D'Argenio Giuseppe, Valenti Marta, Scaglione Giuseppe, Cosenza Vittorio, Sorrentini Italo, Di Marzo Vincenzo
Gastroenterologia, Università di Napoli Federico II, Naples, Italy.
FASEB J. 2006 Mar;20(3):568-70. doi: 10.1096/fj.05-4943fje. Epub 2006 Jan 10.
Direct stimulation of cannabinoid CB1 receptors exerts a protective function in animal models of inflammatory bowel diseases (IBDs). However, it is not known whether endocannabinoids are up-regulated during IBDs in animals or humans, nor whether pharmacological elevation of endocannabinoid levels can be exploited therapeutically in these disorders. In this study we addressed these questions. Colon inflammation was induced in mice and rats with 2,4-dinitrobenzene- and 2,4,6-trinitrobenzene sulfonic acids (DNBS and TNBS), respectively. DNBS-treated mice were treated chronically (for 3 or 7 days) with inhibitors of anandamide enzymatic hydrolysis (N-arachidonoyl-serotonin, AA-5-HT) or reuptake (VDM11), 10 or 5 mg/kg, s.c., or with 5-amino-salicilic acid (5-ASA, 1.4 mg/kg, i.r.). Endocannabinoids (anandamide and 2-arachidonoylglycerol, 2-AG) were quantified in mouse colon, or in rat colon mucosa and submucosa, and in bioptic samples from the colon of patients with untreated ulcerative colitis, by liquid chromatography-mass spectrometry. A strong elevation of anandamide, but not 2-AG, levels was found in the colon of DNBS-treated mice, in the colon submucosa of TNBS-treated rats, and in the biopsies of patients with ulcerative colitis. VDM-11 significantly elevated anandamide levels in the colon of DNBS-treated mice and concomitantly abolished inflammation, whereas AA-5-HT did not affect endocannabinoid levels and was significantly less efficacious at attenuating colitis. 5-ASA also increased anandamide levels and abolished colitis. Thus, anandamide is elevated in the inflamed colon of patients with ulcerative colitis, as well as in animal models of IBDs, to control inflammation, and elevation of its levels with inhibitors of its cellular reuptake might be used in the treatment of IBDs.

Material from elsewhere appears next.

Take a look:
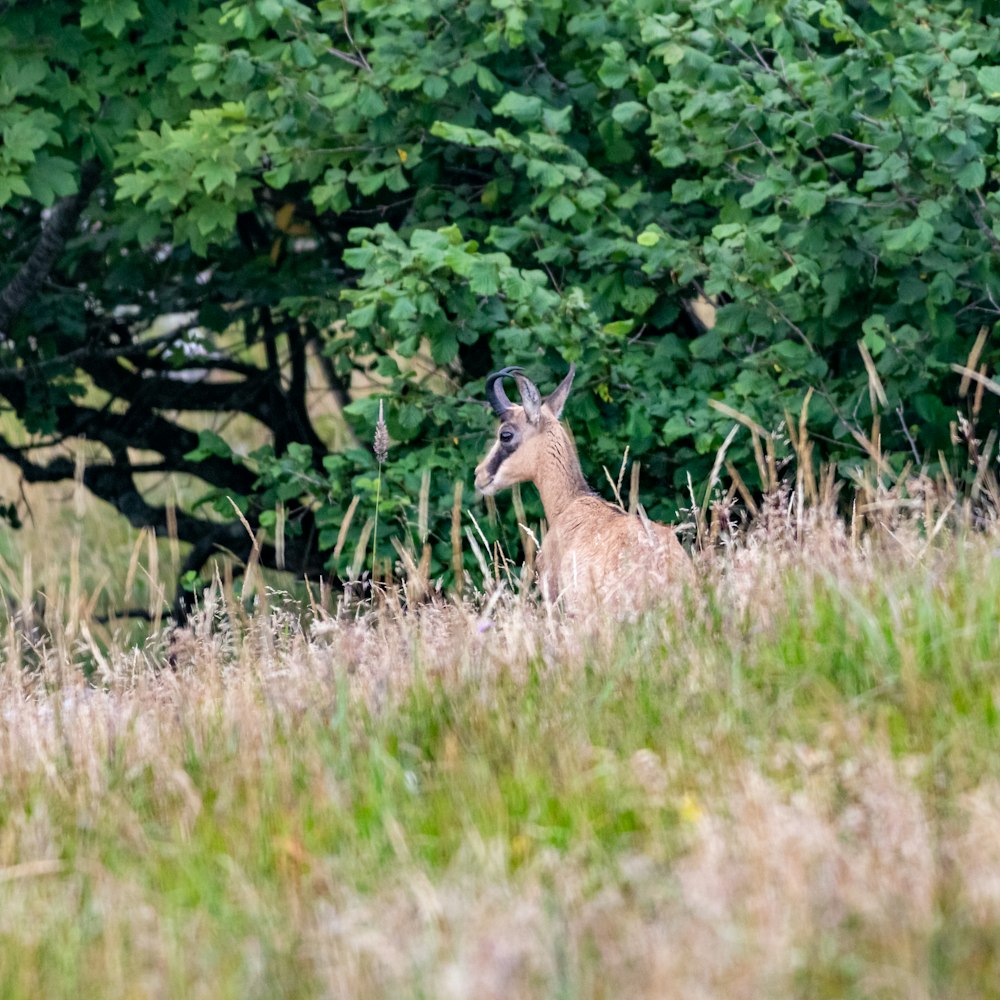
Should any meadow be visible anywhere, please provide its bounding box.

在炎症性肠病(IBD)动物模型中,直接刺激大麻素CB1受体可发挥保护作用。然而,尚不清楚内源性大麻素在动物或人类IBD期间是否上调,也不清楚内源性大麻素水平的药理学升高是否可用于这些疾病的治疗。在本研究中,我们解决了这些问题。分别用2,4 -二硝基苯磺酸和2,4,6 -三硝基苯磺酸(DNBS和TNBS)在小鼠和大鼠中诱导结肠炎症。用10或5 mg/kg皮下注射的花生四烯乙醇胺酶促水解抑制剂(N -花生四烯酰 - 5 -羟色胺,AA - 5 - HT)或再摄取抑制剂(VDM11),或1.4 mg/kg腹腔注射的5 -氨基水杨酸(5 - ASA)对DNBS处理的小鼠进行长期(3或7天)治疗。通过液相色谱 - 质谱法对小鼠结肠、大鼠结肠黏膜和黏膜下层以及未经治疗的溃疡性结肠炎患者结肠活检样本中的内源性大麻素(花生四烯乙醇胺和2 -花生四烯酰甘油,2 - AG)进行定量。在DNBS处理的小鼠结肠、TNBS处理的大鼠结肠黏膜下层以及溃疡性结肠炎患者的活检样本中,发现花生四烯乙醇胺水平显著升高,而2 - AG水平未升高。VDM - 11显著提高了DNBS处理小鼠结肠中的花生四烯乙醇胺水平,并同时消除了炎症,而AA - 5 - HT不影响内源性大麻素水平,在减轻结肠炎方面效果显著较差。5 - ASA也提高了花生四烯乙醇胺水平并消除了结肠炎。因此,花生四烯乙醇胺在溃疡性结肠炎患者的炎症结肠以及IBD动物模型中升高,以控制炎症,并且用其细胞再摄取抑制剂提高其水平可能用于IBD的治疗。